Towards Extreme Cyborging (EC) microworks: very small things [grip mechanics theory, parametrization and then testing side by side - Trautman hook, Hosmer Mod 5 hook, TRS Prehensor, Touch Bionics iLimb revolution]

Small things to be picked up, side by side demo with other prosthetic devices.

Yes, very small things.

"It is the little things that count", they said. "The little things are important", they said. They all said that. But behold, their "bionic" apparatus cannot handle little things! "Why is a hook not evil", they wondered. And a storm of little demo videos came upon them.

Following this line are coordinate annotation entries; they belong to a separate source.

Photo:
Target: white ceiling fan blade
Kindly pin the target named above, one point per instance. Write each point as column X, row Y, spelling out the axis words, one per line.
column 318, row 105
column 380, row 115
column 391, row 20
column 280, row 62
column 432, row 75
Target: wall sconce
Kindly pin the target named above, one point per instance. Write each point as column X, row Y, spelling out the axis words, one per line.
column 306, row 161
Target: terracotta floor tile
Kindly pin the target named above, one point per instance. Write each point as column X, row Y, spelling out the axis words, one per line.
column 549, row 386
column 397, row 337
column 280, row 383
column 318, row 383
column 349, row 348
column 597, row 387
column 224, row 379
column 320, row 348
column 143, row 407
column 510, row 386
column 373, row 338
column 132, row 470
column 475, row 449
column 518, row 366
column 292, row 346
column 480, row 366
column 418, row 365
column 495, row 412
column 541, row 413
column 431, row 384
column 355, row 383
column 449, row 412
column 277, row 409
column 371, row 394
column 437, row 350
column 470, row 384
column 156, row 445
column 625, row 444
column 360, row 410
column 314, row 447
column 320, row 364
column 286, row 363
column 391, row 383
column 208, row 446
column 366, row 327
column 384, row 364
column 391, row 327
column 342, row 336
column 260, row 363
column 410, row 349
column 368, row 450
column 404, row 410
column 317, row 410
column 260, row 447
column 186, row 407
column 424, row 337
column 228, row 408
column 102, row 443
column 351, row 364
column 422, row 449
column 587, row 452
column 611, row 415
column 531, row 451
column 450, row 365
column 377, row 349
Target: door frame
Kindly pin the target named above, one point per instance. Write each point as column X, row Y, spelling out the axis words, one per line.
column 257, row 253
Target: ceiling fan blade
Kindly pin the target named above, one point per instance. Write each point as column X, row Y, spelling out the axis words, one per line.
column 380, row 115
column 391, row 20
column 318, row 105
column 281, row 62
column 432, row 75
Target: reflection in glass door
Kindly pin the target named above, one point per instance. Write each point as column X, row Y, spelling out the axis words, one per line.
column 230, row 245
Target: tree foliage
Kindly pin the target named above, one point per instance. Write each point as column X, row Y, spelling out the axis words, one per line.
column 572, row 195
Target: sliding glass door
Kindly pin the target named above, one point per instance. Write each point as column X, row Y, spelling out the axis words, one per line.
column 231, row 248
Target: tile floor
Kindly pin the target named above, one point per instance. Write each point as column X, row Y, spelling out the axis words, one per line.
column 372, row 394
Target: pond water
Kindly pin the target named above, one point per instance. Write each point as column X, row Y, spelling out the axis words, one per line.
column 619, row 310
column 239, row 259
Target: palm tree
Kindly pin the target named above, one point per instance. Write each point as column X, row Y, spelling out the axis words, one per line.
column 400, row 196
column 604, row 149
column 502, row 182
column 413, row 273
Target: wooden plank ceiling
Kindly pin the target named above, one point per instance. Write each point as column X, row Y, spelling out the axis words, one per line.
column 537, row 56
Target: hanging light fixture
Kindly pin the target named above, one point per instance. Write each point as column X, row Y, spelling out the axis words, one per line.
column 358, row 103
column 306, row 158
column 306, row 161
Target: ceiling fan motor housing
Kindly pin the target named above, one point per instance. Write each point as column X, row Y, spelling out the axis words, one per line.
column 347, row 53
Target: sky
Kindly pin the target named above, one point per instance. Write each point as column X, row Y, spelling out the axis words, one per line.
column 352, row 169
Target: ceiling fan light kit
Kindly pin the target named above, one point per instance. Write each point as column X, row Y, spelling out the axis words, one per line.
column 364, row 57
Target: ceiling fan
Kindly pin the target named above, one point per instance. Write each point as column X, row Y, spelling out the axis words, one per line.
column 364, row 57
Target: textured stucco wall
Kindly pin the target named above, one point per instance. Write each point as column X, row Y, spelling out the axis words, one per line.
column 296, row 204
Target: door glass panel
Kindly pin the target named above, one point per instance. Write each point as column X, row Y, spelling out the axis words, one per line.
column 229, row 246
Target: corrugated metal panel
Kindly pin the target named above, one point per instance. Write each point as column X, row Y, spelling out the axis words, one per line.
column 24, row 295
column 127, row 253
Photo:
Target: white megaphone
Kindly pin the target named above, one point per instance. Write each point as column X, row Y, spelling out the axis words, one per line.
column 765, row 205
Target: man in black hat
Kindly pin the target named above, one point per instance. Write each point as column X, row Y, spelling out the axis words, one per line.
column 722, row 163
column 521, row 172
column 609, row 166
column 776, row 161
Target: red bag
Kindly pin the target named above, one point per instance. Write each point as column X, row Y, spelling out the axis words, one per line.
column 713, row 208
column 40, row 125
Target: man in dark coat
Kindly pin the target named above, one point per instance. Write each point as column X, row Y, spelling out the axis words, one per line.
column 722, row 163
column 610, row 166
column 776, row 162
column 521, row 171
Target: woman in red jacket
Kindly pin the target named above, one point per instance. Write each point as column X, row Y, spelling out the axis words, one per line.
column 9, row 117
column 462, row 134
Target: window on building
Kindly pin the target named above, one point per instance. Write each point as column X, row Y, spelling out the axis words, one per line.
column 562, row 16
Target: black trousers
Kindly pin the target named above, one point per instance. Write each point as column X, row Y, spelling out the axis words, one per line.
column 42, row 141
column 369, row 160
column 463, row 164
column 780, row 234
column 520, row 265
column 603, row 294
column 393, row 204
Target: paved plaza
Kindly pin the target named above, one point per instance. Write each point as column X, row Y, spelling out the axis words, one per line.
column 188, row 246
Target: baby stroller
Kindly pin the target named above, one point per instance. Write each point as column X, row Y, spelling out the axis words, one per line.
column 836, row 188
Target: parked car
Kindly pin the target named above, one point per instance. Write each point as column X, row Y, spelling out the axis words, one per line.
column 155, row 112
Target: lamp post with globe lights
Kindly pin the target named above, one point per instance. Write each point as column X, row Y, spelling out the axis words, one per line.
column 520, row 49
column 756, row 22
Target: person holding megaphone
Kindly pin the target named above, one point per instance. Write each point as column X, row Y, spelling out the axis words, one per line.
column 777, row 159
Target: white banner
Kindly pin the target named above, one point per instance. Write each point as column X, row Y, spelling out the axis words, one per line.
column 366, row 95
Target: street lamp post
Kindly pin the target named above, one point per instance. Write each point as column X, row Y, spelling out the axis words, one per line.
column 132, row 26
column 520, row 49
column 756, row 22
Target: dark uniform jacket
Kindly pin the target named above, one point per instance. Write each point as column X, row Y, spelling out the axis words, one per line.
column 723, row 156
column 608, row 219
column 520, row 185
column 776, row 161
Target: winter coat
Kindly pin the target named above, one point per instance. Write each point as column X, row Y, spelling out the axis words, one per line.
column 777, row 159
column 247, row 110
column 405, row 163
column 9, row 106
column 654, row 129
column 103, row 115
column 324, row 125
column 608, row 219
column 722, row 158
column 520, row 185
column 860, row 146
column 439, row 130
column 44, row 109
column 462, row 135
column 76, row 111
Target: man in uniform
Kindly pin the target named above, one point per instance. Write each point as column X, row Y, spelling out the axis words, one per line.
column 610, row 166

Deep into the myriad of grip mechanics this went.

"Get a grip on grips", he said.

This totally bypasses the fact that after laying down real life consequences for what I call Extreme Cyborging, I just finished building my first own steel Trautman hook, and all just with shape information from the internet. Yeah, you read that right. I did not build yet another one of the ubiquitous funny hands that promises to change my life or what it is these 3D printed hands now do - no. I sit on the demand and I sit on the technology and what is it that I do? See? This is what should really disturb you - because given the current signs of the times, it should feel deeply wrong on many levels. To you. But then, we were likely living on different planets all along, and maybe it is time you realize that too ; ) After we knew since years in detail what the Cybathlon showed us yet again, with glory but not with any improvement, it is yet again up to us, the users, to push further into what is, what can be, and what matters. And honestly? We have seen far enough funny hand videos.

What we have not seen is the Rebirth of The Cool. The Rebirth of an absolutely insane gripper. Physically. In 3D printed steel. The Trautman hook is such a device. And I went for it just because I can.


Not everything that moves also grips.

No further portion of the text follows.